I had been curious myself about the logo on Gus' T-shirt.  I saw it every day because he wore it every day.  I thought it must have had some special meaning because he never washed it.  It had a picture of one those old style Nintendo game characters, all made out of little blocks.  It looked like a man holding a stick with something coming out of it.  Everyone else at the table looked like they weren't really impressed except for young Parker and I.

Hannah smiled in response and when Gus stretched his arm out, shoulder height, his massive arms like gelatin, he clenched his hand into a fist.  Hannah bumped it with her own and looked down at the ground with a silly smile on her face.

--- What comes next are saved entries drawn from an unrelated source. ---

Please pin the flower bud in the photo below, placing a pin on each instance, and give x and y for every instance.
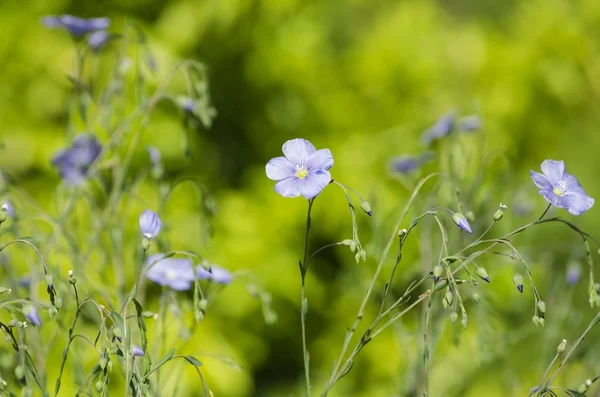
(453, 317)
(518, 280)
(461, 222)
(481, 272)
(437, 273)
(542, 307)
(366, 207)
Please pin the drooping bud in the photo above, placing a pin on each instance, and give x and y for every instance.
(518, 280)
(542, 306)
(366, 207)
(461, 222)
(482, 273)
(437, 273)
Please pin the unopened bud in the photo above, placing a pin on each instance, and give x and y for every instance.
(542, 306)
(437, 273)
(481, 272)
(518, 280)
(366, 207)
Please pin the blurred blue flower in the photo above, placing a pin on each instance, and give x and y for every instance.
(97, 39)
(405, 164)
(461, 222)
(220, 275)
(137, 351)
(303, 171)
(561, 189)
(150, 224)
(573, 273)
(441, 129)
(470, 123)
(33, 316)
(175, 273)
(74, 162)
(76, 26)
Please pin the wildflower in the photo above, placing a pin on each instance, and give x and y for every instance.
(150, 224)
(33, 316)
(303, 171)
(98, 39)
(76, 26)
(73, 163)
(137, 351)
(175, 273)
(470, 123)
(573, 273)
(441, 129)
(561, 189)
(220, 275)
(461, 222)
(405, 164)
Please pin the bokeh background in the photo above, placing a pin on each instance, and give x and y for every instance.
(364, 79)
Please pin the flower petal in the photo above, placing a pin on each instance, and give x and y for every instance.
(320, 160)
(280, 168)
(553, 198)
(289, 187)
(314, 183)
(578, 202)
(540, 180)
(298, 150)
(554, 170)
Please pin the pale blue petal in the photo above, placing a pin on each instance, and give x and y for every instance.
(554, 170)
(289, 187)
(298, 150)
(320, 160)
(540, 180)
(280, 168)
(314, 183)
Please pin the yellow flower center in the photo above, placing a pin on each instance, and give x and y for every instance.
(301, 171)
(560, 189)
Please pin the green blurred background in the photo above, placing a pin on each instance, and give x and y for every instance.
(363, 78)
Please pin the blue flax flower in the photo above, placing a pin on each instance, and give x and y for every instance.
(303, 171)
(405, 164)
(150, 224)
(33, 316)
(76, 26)
(73, 163)
(175, 273)
(441, 129)
(561, 189)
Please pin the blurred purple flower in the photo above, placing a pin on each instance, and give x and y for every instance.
(303, 171)
(461, 222)
(33, 316)
(573, 273)
(137, 351)
(561, 189)
(470, 123)
(150, 224)
(220, 275)
(76, 26)
(175, 273)
(441, 129)
(97, 39)
(74, 162)
(405, 164)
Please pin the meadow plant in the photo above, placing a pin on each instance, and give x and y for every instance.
(74, 285)
(453, 276)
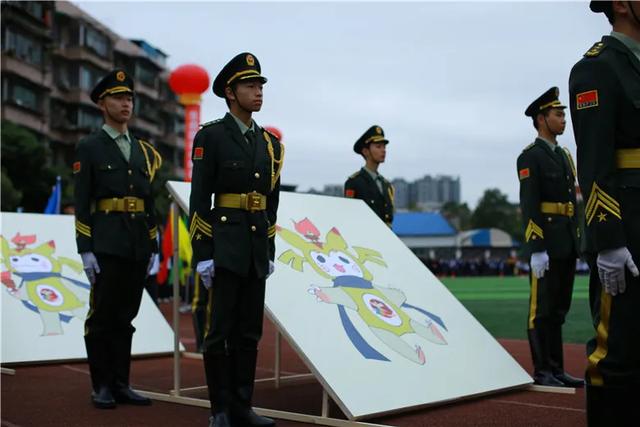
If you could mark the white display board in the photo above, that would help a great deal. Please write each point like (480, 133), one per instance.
(45, 294)
(378, 330)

“That's right, 8 bit wizards, baby!”

“Eight bit wizards, all it takes is 8 bits.”, said Gus, gaining energy as she became more resolute, “and how many do we have?”

“128.”, said Hannah, and as she did, her glitter covered sneakers did a little shimmy in the dull gray carpet.

“Say, gang!  How many bits are we?”

“128!”, yelled Parker gleefully, his eyes widening.  

“128”, I said, not wanting to push myself on this new group of friends, but enjoying the moment as I raised my cup of soda in Gus and Hannah's direction.

“The new guy’s got it”, said Gus as he looked towards Erick and Dwayne.

“Yeah, Yeah, Gus.  OK.”, said Dwayne, “We'll save the comic book store”  It was if he didn't mean it but couldn't be bothered arguing.

“This is crap”, said Erick, as he slid out his chair from the table, grabbed his books into a pile like he was leaving. “Let me tell you something, the store's sold.  Get over it.” 

“Not necessarily,” said Hanna. “We can still try to convince Grandpa Bunker to change his mind.”

“Yeah,” said Dwayne. “Or maybe we can kidnap him and force him to call off the deal, or something.”

“Yeah!” said Hanna. “There’s plenty of things we can do, if we put our minds and powers together, we can do anything! We’ll think of something!”

Erick rolled his eyes and backed out of the room. “Sure you can. Good luck with that.”

“You know what, Erick?  You suck!”, sputtered Gus.

“You know what, Gus?” Erick yelled back from the front of the store. “Mer-women don't have vaginas!”

And with that, and the sound of a closing door, Erick was gone, and here I was with Gus, Hannah, Parker and Dwayne, looking for ways to explain to Gus’s blind Grandpa that he didn't need vision surgery.